Centralia’s City Light Department has several projects in the pipeline over the next four years, and Tuesday night the utility’s leaders laid out their plans to improve the aging system that serves almost 10,000 residents.
The recent North Port Substation that was put online in June is one of the ways the department has tried to upgrade the city’s electricity system.
“We’re playing catch up,” said Ed Williams, general manager of the City Light Department. “You can build a system up, and you can ride it for awhile, and that’s what the city has done for some time.”
Williams said the city has not scaled back its efforts to maintain the utility system, but also has not done much in the way of upgrading it to meet some current and future needs.
“We’re not as far as I’d like to be,” he said. “But we’re getting there.”
The number of users increases about 2 percent a year, but the City Light Department has seen a 25 percent increase of peak usage over the past five years, giving the city and the utility department two options.
One is to ask people not to do certain things at specific times, which Williams has not ruled out.
The other is to increase the size of the system.
Two substations, the Cook’s Hill Substation and North Port Substation, have been added to bolster the system over the past two years, and two more are set to be completed over the next three to four years.

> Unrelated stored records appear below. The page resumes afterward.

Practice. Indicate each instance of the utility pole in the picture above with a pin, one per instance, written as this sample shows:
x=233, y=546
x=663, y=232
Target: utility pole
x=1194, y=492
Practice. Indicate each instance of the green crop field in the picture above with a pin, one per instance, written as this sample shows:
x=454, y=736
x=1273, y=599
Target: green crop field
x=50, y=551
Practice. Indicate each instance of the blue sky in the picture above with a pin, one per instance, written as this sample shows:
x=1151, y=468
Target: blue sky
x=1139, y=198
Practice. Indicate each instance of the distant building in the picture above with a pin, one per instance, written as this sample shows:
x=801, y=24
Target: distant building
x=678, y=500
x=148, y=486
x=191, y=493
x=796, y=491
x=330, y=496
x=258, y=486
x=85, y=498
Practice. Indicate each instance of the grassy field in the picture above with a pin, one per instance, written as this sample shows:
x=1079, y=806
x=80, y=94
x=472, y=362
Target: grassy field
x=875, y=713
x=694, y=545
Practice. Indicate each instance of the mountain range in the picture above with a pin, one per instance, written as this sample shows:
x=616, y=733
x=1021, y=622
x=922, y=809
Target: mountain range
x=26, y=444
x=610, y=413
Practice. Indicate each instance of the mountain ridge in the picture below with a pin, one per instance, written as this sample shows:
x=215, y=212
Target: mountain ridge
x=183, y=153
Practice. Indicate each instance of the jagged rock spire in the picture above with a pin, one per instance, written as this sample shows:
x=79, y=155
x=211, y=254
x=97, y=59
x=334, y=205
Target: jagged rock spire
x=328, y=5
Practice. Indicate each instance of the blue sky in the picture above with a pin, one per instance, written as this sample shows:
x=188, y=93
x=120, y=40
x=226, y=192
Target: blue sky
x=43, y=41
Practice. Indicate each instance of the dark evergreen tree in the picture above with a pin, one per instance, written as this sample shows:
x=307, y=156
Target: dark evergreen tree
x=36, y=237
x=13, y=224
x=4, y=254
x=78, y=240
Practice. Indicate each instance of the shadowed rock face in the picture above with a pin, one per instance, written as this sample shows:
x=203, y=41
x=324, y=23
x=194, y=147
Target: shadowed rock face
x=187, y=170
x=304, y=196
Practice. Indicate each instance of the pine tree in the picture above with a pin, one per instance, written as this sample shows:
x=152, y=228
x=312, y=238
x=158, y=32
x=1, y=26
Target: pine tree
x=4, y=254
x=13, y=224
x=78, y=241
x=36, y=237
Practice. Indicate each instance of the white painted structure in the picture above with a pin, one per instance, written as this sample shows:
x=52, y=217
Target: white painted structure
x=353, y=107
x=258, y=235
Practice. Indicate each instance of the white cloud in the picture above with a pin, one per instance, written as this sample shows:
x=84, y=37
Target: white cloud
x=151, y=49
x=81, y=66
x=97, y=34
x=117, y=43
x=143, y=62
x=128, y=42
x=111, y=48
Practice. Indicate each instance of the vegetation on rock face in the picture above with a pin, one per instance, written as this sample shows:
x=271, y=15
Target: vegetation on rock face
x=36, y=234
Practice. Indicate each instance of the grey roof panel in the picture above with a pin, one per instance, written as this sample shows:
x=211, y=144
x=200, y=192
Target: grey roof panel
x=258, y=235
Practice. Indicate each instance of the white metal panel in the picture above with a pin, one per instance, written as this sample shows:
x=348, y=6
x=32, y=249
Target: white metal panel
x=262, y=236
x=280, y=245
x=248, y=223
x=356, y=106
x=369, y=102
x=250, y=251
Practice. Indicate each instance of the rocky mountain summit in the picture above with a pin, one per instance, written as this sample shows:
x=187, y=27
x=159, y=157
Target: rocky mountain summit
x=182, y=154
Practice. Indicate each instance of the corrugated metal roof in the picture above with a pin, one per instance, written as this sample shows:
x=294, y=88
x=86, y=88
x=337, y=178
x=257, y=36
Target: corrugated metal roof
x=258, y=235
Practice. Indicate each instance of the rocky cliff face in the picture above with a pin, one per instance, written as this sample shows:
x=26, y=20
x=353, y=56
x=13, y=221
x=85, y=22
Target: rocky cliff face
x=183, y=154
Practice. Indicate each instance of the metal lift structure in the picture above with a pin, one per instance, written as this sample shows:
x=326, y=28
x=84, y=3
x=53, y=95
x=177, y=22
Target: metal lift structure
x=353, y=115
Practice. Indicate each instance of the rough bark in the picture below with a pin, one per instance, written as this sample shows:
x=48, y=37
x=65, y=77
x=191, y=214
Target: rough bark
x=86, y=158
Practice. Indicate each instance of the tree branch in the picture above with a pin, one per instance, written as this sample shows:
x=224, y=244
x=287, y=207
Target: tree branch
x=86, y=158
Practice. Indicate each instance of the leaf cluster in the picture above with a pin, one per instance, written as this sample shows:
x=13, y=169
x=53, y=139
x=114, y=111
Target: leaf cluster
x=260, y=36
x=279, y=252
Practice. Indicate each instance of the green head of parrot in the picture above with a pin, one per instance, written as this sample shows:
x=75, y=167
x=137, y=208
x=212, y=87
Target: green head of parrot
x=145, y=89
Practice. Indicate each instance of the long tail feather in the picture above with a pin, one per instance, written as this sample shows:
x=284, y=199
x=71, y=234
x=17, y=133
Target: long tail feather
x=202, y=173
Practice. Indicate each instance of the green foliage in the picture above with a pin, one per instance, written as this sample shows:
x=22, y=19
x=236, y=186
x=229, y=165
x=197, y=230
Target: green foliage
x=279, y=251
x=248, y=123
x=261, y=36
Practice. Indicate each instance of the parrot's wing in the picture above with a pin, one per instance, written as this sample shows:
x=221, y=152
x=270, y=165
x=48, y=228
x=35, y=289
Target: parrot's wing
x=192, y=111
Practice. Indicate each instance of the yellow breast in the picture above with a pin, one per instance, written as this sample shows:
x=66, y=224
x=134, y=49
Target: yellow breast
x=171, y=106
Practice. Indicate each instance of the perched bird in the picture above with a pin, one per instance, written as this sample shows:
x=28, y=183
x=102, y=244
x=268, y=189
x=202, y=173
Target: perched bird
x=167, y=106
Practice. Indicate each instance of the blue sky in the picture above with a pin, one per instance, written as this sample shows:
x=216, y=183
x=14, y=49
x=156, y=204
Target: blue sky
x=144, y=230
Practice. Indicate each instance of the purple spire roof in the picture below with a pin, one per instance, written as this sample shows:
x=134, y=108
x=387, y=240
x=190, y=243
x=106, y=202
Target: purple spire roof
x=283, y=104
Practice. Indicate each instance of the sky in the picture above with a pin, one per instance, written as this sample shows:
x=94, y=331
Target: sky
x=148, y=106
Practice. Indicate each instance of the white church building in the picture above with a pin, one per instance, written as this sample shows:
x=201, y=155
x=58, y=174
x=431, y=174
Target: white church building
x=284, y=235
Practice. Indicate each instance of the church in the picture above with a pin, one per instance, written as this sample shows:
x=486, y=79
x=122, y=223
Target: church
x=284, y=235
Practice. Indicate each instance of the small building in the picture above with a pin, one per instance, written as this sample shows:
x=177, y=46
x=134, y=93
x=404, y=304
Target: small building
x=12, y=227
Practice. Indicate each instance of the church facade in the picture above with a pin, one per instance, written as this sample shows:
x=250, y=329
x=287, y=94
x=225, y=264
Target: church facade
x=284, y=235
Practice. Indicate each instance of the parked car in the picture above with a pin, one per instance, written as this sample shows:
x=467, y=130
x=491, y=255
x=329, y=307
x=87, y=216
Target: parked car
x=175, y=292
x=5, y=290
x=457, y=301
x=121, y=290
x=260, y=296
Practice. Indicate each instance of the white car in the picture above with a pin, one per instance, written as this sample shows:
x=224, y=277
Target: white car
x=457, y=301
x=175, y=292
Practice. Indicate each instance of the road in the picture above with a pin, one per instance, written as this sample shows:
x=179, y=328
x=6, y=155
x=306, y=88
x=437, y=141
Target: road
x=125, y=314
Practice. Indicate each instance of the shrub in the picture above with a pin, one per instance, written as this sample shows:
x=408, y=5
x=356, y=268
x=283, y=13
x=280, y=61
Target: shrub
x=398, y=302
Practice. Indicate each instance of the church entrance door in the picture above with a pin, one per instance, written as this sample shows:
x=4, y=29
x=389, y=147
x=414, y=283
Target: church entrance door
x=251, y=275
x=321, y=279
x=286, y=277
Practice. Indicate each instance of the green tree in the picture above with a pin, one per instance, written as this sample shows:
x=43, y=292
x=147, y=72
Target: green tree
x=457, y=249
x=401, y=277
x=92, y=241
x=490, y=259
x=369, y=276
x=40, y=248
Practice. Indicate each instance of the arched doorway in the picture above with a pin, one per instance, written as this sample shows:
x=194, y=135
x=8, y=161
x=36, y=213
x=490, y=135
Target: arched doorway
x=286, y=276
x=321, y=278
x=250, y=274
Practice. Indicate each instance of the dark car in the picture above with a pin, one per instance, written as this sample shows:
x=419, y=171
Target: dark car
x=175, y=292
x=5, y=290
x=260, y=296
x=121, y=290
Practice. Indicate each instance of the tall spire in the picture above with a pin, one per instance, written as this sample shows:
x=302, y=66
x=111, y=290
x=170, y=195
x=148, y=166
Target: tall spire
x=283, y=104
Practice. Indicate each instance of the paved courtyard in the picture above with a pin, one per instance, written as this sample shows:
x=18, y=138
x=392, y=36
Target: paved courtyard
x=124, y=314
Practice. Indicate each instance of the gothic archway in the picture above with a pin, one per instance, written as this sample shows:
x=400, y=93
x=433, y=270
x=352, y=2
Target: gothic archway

The Salzer Valley Substation and the rebuilding of the B Street Substation are what Williams views as the top two upcoming utility projects for the city. He noted that if the aging B Street Substation went down, 50 percent of the city would lose electricity, and it would take some time to fix the problem.
Williams used the example of a recent cable failure under B Street that connects to Providence Centralia Hospital which went unnoticed. A situation that could have been a disaster, taking up to a week to repair, was avoided because the Cooks Hill Substation was there for backup, he said.
Rebuilding the old substation would increase reliability, he said. Adding the additional substation would better distribute power as to not put all the city’s eggs in one basket.
The second “Achilles’ heel” for the city is the 27-mile transmission line that runs from the Yelm hydroelectric station on the Nisqually River to Centralia. Still using the same cedar power lines that have been used since its construction in 1929, the line needs to be completely redone in the near future.
No matter how good the projects look on paper, whether they work out financially is a different matter altogether.
Rebuilding the B Street Substation, adding a replacement substation near the B Street Substation and constructing the new Salzer Valley Substation will cost just over $9 million. Williams estimated it could take anywhere from $6 million to $10 million to replace the transmission line from the Yelm hydroelectric station.
“We didn’t get this way overnight, and we shouldn’t get out of it quickly,” Councilor Bonnie Canaday said. “We might not be able to get out of it in three years.”
She said her main concern was with taxpayers whose rates may increase if a complete overhaul of the system is undertaken.
Councilor Lee Coumbs said he was far more concerned about the impacts a failing system could have on the city.
“For me the rate isn’t the bottom line,” he said. “It’s the idea of having a system to meet our needs. If we don’t have power and water, you don’t have anything to sell. You won’t be able to give land away.”
Mayor Tim Browning emphasized no matter what course of action is taken now, the city has to look further into the future to make sure the system doesn’t get to this point again.